The exact encoder-only Transformer from §41.3, trained 1500 steps on 80 KB of Shakespeare, exported to ONNX (~800 KB), running entirely in your browser via onnxruntime-web. Click any character in the sentence below to replace it with [MASK]. The model's top-8 predictions for that position are shown live. The green bar is the character that was actually there before you masked it.

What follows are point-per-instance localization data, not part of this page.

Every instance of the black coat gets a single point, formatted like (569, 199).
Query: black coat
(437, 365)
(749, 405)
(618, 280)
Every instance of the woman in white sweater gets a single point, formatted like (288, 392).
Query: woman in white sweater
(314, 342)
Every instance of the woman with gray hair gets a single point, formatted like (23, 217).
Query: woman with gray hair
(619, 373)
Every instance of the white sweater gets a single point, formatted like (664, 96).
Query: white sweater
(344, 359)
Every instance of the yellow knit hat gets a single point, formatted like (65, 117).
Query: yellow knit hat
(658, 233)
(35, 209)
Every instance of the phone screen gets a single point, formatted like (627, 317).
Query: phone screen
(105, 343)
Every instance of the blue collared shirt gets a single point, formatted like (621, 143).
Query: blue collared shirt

Top-8 predictions for the most-recently-clicked masked position
What am I looking at?
The model is the encoder-only Transformer from Chapter 41 §41.3 — same architecture, same hyperparameters, same 80 KB Shakespeare corpus, same 1500 masked-LM training steps. It was trained in Python, exported to ONNX, and loaded here via onnxruntime-web. The computation in your browser is bit-for-bit identical to what runs in the chapter's Jupyter notebook.

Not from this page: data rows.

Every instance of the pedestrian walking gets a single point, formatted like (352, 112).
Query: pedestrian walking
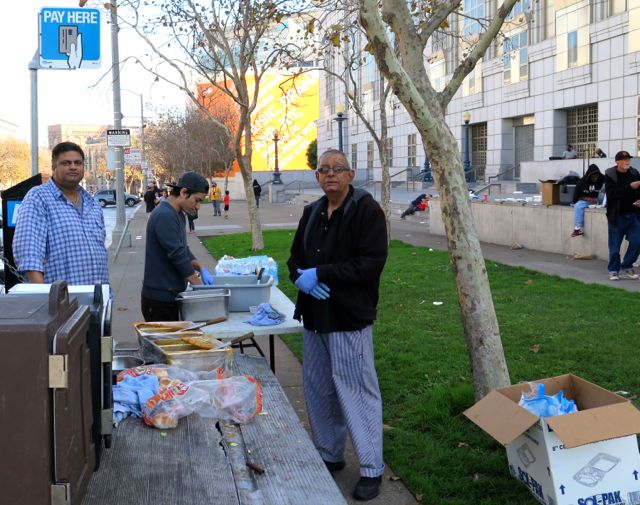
(60, 231)
(622, 183)
(337, 257)
(257, 191)
(226, 200)
(215, 197)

Click any character to replace it with [MASK]. The model produces logits over the 62-character vocabulary for every position; we softmax the logits at the most-recently-clicked masked position and show the top 8 with their probabilities. The character that was there before you masked it is highlighted green.
Try masking the second e in east. Or all of the os in romeo. Or every vowel in a word. The model has only seen Shakespeare and is character-level, so it will not always get the right token — but on top-5 it scores about 86 % on held-out Shakespeare (Ch 41 §41.5). What you are watching is exactly the mask-fill behaviour that, scaled up by six orders of magnitude in 2018, became BERT.